A U.S. judge stated April 17 he would authorize Seadrill Ltd.’s (NYSE: SDRL) plan to leave its Chapter 11 bankruptcy, where the worldwide overseas oil and gas drilling company would shed billions of dollars of debt and raise $1 billion in new financial investment. U.S. Bankruptcy Judge David Jones in Houston overthrew 2 small objections to the reorganization plan throughout a 90-minute hearing. The plan extends maturities on more than $5 billion of bank loans and converts about $2.3 billion in bond debt into equity in a restructured Seadrill.
In addition, the plan will raise about $1 billion in new debt and equity through a rights offering led by Seadrill’s biggest investor, John Fredriksen, and financial investment company Centerbridge Credit Partners LP. ” The company will have an incredible competitive benefit with the new balance sheet,” stated Spencer Winters, a lawyer for Seadrill with the Kirkland & Ellis, at the April 17 hearing. Seadrill, which takes on Nabors Industries Ltd. (NYSE: NBR) and Ocean Rig UDW Inc. (NASDAQ: ORIG), runs a fleet of more than 30 vessels and was once the biggest driller by market price. The company’s stock trades on the Oslo and New York stock exchanges and it has business workplaces worldwide. Following a deep drop in oil rates beginning in 2014, the overseas service market experienced an excess of capability and low market rates, an issue that sticks around today.

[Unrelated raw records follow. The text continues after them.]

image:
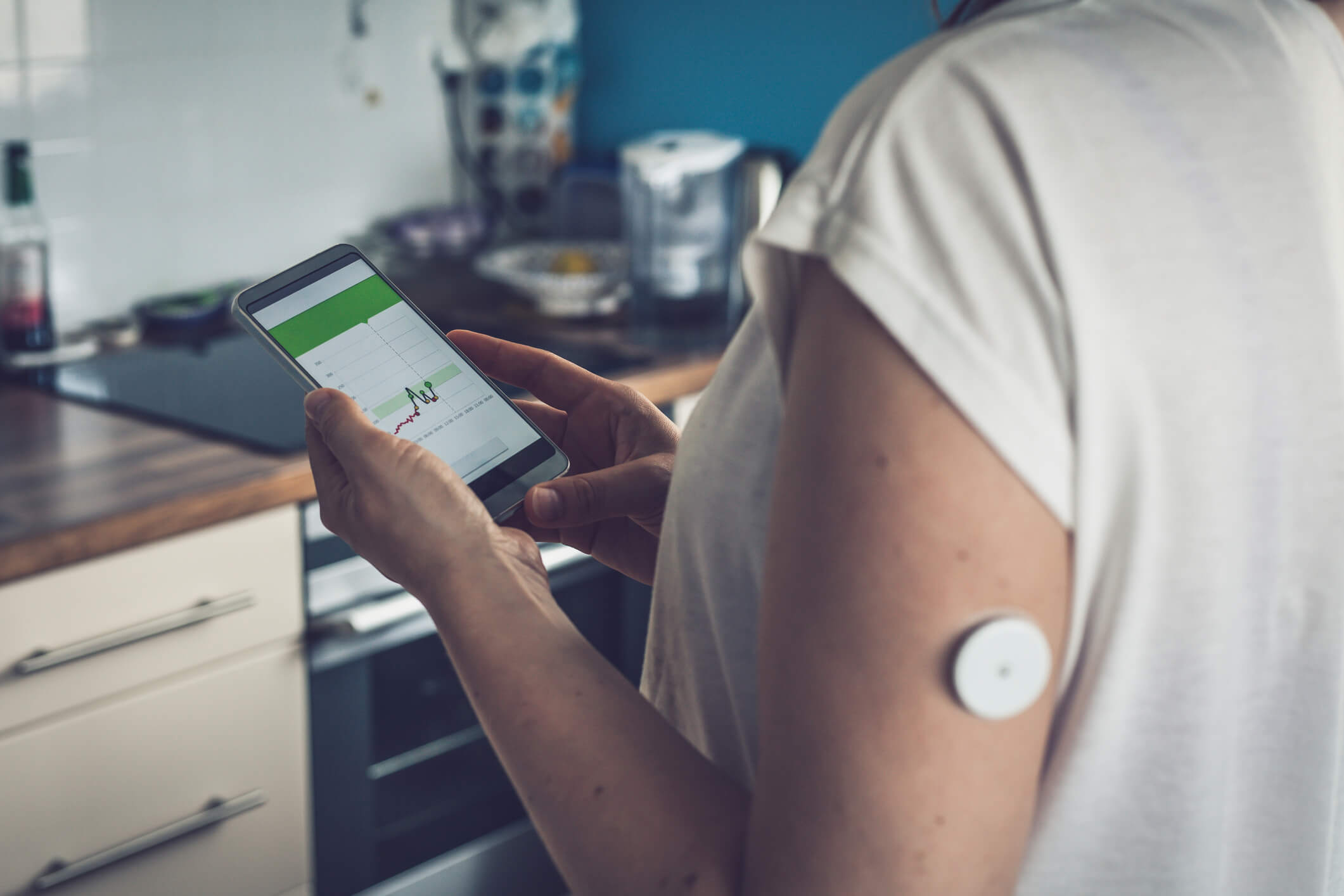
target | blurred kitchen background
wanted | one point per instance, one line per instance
(187, 143)
(202, 689)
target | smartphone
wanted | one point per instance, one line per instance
(336, 321)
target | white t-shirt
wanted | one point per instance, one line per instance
(1112, 231)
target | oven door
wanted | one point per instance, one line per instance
(407, 793)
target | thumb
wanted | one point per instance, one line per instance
(635, 489)
(347, 433)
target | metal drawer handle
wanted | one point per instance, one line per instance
(208, 609)
(217, 810)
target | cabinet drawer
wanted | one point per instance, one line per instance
(150, 764)
(128, 618)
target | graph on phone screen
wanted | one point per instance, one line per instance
(352, 332)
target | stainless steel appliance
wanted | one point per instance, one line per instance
(679, 200)
(407, 794)
(689, 200)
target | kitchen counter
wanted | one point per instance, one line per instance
(79, 483)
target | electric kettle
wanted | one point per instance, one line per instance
(689, 199)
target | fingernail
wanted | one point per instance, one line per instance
(546, 504)
(315, 402)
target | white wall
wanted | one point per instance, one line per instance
(182, 143)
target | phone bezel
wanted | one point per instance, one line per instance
(503, 501)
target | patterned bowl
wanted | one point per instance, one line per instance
(527, 267)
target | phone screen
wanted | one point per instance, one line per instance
(351, 331)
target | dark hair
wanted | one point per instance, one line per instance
(963, 13)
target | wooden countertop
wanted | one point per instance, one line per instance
(77, 483)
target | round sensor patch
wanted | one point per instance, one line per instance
(1002, 668)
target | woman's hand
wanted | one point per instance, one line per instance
(620, 449)
(404, 508)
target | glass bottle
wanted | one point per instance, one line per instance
(26, 323)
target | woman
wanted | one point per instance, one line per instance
(1051, 323)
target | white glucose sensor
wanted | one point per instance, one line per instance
(1002, 668)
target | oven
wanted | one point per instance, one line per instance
(407, 794)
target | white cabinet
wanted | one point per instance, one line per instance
(152, 752)
(143, 614)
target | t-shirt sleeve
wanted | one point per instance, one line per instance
(924, 206)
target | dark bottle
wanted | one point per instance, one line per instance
(25, 300)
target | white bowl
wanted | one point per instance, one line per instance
(527, 267)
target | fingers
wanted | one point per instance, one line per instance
(328, 475)
(636, 489)
(545, 375)
(346, 433)
(549, 419)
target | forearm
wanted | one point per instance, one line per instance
(624, 803)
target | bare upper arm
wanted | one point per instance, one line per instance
(894, 528)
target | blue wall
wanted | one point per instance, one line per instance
(768, 70)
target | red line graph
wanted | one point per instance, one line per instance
(416, 400)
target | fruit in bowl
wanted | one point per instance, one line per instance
(563, 278)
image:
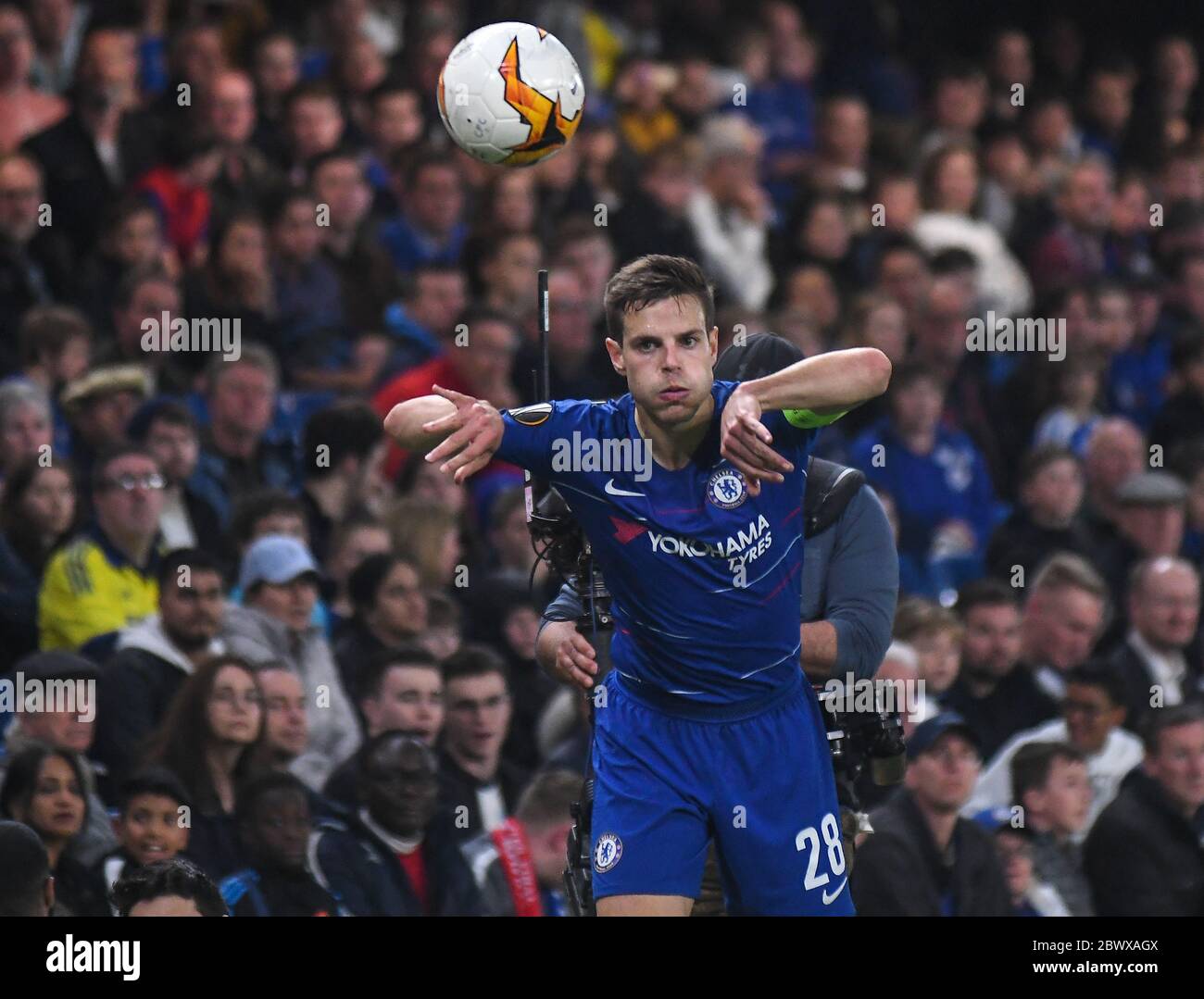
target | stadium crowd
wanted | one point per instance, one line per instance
(324, 653)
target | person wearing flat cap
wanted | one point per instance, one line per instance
(922, 857)
(1150, 521)
(278, 579)
(99, 407)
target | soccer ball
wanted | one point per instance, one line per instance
(510, 94)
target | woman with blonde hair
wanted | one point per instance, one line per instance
(429, 537)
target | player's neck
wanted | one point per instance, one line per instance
(673, 445)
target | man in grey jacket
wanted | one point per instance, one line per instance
(278, 579)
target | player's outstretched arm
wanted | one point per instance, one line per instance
(818, 388)
(461, 431)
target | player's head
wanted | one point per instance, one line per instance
(660, 314)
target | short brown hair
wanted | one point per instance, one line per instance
(654, 278)
(916, 617)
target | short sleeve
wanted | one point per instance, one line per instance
(530, 432)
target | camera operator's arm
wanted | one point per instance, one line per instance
(861, 589)
(462, 430)
(560, 649)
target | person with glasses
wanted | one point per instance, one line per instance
(212, 739)
(1092, 715)
(922, 857)
(476, 782)
(107, 578)
(396, 855)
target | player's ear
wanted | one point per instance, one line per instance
(615, 350)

Seadrill declared bankruptcy in September.
Mark Morris, the company’s CFO, informed the court that Seadrill has a contemporary fleet, great security record and a strong customer base, but was strained with more than $10 billion in liabilities. “This was everything about repairing the balance sheet,” he stated. Seadrill had broad assistance from its lenders for its plan, and much of the settlement in the restructuring fixated a push by shareholders to offer a larger part of the $1 billion new financial investment. The company still has to complete numerous actions before it can leave bankruptcy, consisting of payments of charges and getting regulative approvals.
Closer Ties with Oil Service Firms
Seadrill intends to broaden relations with Schlumberger Ltd. (NYSE: SLB), the world’s biggest oil services company, and other providers to the worldwide oil and gas market, its CEO informed Reuters on April 18. Seadrill prepares to emerge from Chapter 11 bankruptcy procedures in late June or early July, CEO Anton Dibowitz stated. ” The verification is the most considerable turning point while doing so, and now we need to carry out the plan over 60-90 days. Undoubtedly, we want to do it as quickly as possible,” he included. Seadrill is currently complying with Schlumberger in India to use integrated services and might broaden this to other places and partners, although the company has no instant consolidation strategies. ” Equally, we remain in conversations with all significant oil service business, and if there are chances that makes good sense for both people, we will definitely captivate that,” Dibowitz stated.